引越しをしていたのと、今年が厄年並みに嫌なことがたくさん起こり、次話の書き方が分からなかったりで、こんなになってしまいました。
あと、書いてなかったり………………
今回ヒロインの登場です。
「あっ、目が覚めたのね。」
そんな声が聞こえた。
寝かされていたソファーから体を起こすと、隣には緑色の髪をし、前髪を二つ結びにした可愛らしい少女が居た。
「…誰?」
「私は龍可。この家に住んでるわ。」
少女の名前は龍可のようだ。キラは辺りを見渡すと、全く知らない部屋に居る事に気付いた。そして、強く疑問に思う事もあった。
「そういえば入学試験はどうなったの!?」
「入学試験?」
「そう!デュエルアカデミアの!」
「ちょっと何を言ってるのよ。今はそんな季節じゃないわよ。」
「いやでも確かにさっき俺は……」
そう、さっきまでは受けていたのだ。だが、今自分が居る場所すら分からない。本来なら目が覚めれば周りに大人が居る可能性の方が高い。でもそうではなかった。
あまりに詰め寄った所為か、龍可は驚いた表情をしていた。
「ご、ごめん…」
「ううん、良いの。」
「ここって何処なの?」
「ここはトップス。ネオドミノシティのトップスよ。」
「ネオドミノシティ?トップス?」
「え、分からないの?キラはサテライト出身なの?」
「……サテライト?…」
お互いに話が噛み合っていない。そのズレはお互いに感じていた。
「じゃあキラは何処に住んでるの?」
「俺はドミノシティだけど…ちょっと待ってネオドミノシティって事は…」
ここはキラの知っている街ではない。その可能性が生まれてしまった。
「外、見せてもらっていい?」
「うん、良いよ。」
ベランダに出て外を眺めると、そこにはキラの知っている街並みではなく、かなり発展している街並みだった。
「なんだよこれ…」
キラは一つの予想を立ててしまった。それはここは未来のドミノシティなんじゃないかと。
「大丈夫?」
「……あぁ、うん。大丈夫、大丈夫だよ。」
「そうは見えないけど…とりあえず何か飲む?」
この龍可という女の子の存在は今のキラにとっては唯一の情報源であり、救いだった。
一旦部屋に戻り、麦茶を貰い落ち着きを取り戻した。
「ねぇキラ、何か手伝える事ってある?」
「手伝える事って言われても……」
ここでふと思った。キラは龍可に自己紹介をしていない。だから龍可はキラの名前を知らない筈だ。なのに知っていた。
「ちょっと待って、何で俺の名前を知ってるの!?」
変に警戒心を持ってしまい、龍可離れるように下がった。
「何でって…」
「それに何で見ず知らずの俺にそこまで親切にするんだよ!」
敵意の目を向けられ、龍可は少し悲しい表情になったが、すぐに優しい笑顔になって話だした。
「私ね、デュエルモンスターズの精霊が見えるの。

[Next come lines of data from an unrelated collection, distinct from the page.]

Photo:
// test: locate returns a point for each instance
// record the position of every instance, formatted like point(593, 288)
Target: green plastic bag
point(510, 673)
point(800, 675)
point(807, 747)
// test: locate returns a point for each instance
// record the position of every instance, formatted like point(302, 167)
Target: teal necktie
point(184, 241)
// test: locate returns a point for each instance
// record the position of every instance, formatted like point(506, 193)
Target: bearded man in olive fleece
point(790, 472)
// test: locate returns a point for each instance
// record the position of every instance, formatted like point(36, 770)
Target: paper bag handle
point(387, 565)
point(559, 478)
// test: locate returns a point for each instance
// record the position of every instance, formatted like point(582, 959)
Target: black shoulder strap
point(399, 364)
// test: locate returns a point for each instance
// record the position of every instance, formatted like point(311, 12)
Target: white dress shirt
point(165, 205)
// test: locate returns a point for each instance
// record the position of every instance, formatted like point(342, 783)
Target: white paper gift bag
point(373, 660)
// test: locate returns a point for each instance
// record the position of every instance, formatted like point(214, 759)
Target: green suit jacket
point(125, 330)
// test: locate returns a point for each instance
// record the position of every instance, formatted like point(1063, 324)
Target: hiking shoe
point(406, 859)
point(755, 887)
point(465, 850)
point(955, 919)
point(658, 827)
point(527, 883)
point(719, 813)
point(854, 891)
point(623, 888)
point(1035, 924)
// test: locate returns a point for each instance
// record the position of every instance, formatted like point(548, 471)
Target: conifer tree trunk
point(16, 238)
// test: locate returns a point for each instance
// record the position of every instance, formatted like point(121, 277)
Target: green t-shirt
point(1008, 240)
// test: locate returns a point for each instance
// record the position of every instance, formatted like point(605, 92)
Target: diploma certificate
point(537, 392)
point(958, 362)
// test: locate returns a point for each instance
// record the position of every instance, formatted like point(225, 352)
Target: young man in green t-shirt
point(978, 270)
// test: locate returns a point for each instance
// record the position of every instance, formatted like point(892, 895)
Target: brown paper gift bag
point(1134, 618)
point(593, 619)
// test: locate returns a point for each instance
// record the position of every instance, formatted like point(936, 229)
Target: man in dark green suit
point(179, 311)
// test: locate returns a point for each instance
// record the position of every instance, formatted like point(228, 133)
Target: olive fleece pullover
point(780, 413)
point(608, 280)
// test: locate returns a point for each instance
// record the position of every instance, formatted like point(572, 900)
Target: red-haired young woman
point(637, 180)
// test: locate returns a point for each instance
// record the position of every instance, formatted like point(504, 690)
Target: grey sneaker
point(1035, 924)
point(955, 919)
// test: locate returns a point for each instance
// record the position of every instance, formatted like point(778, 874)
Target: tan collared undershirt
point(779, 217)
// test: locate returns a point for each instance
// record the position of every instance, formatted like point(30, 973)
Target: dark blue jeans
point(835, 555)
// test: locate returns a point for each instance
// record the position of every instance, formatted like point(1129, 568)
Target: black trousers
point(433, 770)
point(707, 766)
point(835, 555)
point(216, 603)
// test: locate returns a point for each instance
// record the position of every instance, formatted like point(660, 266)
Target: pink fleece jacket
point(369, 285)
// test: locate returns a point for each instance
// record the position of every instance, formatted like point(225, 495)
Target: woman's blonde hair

」
「え?」
「それはキラも一緒でしょ。」
「どうして……それを…」
「この子達が教えてくれたの。」
龍可の指すこの子達とは、机の上に置いてあるキラのデッキの事だった。
「俺のデッキ…じゃあ!」
「そう、キラの名前も精霊と会話が出来るのも、この子達が教えてくれたの。だからそんなに警戒しないで。」
「……分かった…信じる。」
「良かっ…」
「でも…」
「え?」
「俺はまだそんなに君を信じられない…」
キラは警戒心を解くことが出来なかった。2人に少しだけ溝が出来てしまったのだ。
だけど、龍可は違った。
「ごめんね、つい嬉しくて…」
「嬉しい?」
「うん。同じ事が出来る人が他に居るのが嬉しくて…精霊と会話出来るのって私だけだと思ってたから。だから貴方と仲良くなれたらなって…」
「そう…か…俺の方こそごめん。」
「ううん、良いの。この話はここまでにしよう。キラの今の状況を教えて、力になりたいから。」
龍可の協力的な姿勢にキラの態度も柔らかくなっていった。
とにかく、キラが過去から来たと言う事を話した。キラがいつの時代から来たのか…そして今は何年なのか…あらゆる事を2人で考え結論が出たのだが、先程思い浮かんだ最悪の結果となってしまった。
「未来…か。」
「どうやって来たか覚えてる?」
「ただデュエルをしただけなんだよ。」
「そう。とにかくキラはこれからどうする?」
「どうするって…どうしよう…どうしようか?」
キラの頭の上に乗っているクリボンに聞いてみるのだが、クリボンは頭に?を浮かばせていた。
「家に居なよ…ううん、居てよ。」
「え?」
「行く当て無いでしょう。」
「それはそうだけど…良いの?親とか。」
「両親は大丈夫よ。海外に居てなかなか帰ってこないから。後は龍亞っていうお兄ちゃんが居るくらいだから。あっ、龍亞は大丈夫よ。キラがデュエリストだから。」
「本当に大丈…」
「ただいま!」
本当に大丈夫なのかと聞こうとしたら、丁度龍亞が帰ってきたのだ。
「ねえねえ龍可聞いてくれよ!今日ね、黒薔薇の魔女に会って来たんだよ!後ね、遊星にも会ったんだ!」
龍可にマシンガントークばりに自慢話をする子ども、龍可にややそっくりな少年、この子が龍亞だ。
キラは似てると思った。
「そう、良かったね。」
「でもね、黒薔薇の魔女はやっぱり怖かったよ……って誰この人!」
「この人はキラよ。ほら龍亞、ご挨拶。」
「おぉ、よろしく。……じゃなくて!」
「色々あったの。それで、今日からキラはここに住むことにしたの。」
「待って、俺はまだ…」
「ダメだ!」
キラはまだ決めてない、と言おうとしたら龍亞に遮られてしまった。
「どうして?」
「ダメなものはダメだ!こいつが龍可に何かしたらどうするんだよ!」
「キラはそんな事しないわよ。第一行く当てが無いのよ。」
「どういう事だよ。」
「キラはね、過去から来たのよ。」
「過去からぁ?そんな話信じるの?」
「信じるよ。」
「そうだよね。信じないよね……って本当に信じてるの!?過去からだよ!ありえないよ!」
「だって嘘ついてないもん。」
「絶対に嘘だよ!ありえないよ!」
いつの間にか兄妹喧嘩にまでなってきて、キラは止めようとしようとは思っているのだが、入り方が分からなかった。
「どうしてそこまで否定するのよ…」
龍亞にとってはいきなりの事、しかも現実味が無い事を信じろと言われてるのだから信じれなかった。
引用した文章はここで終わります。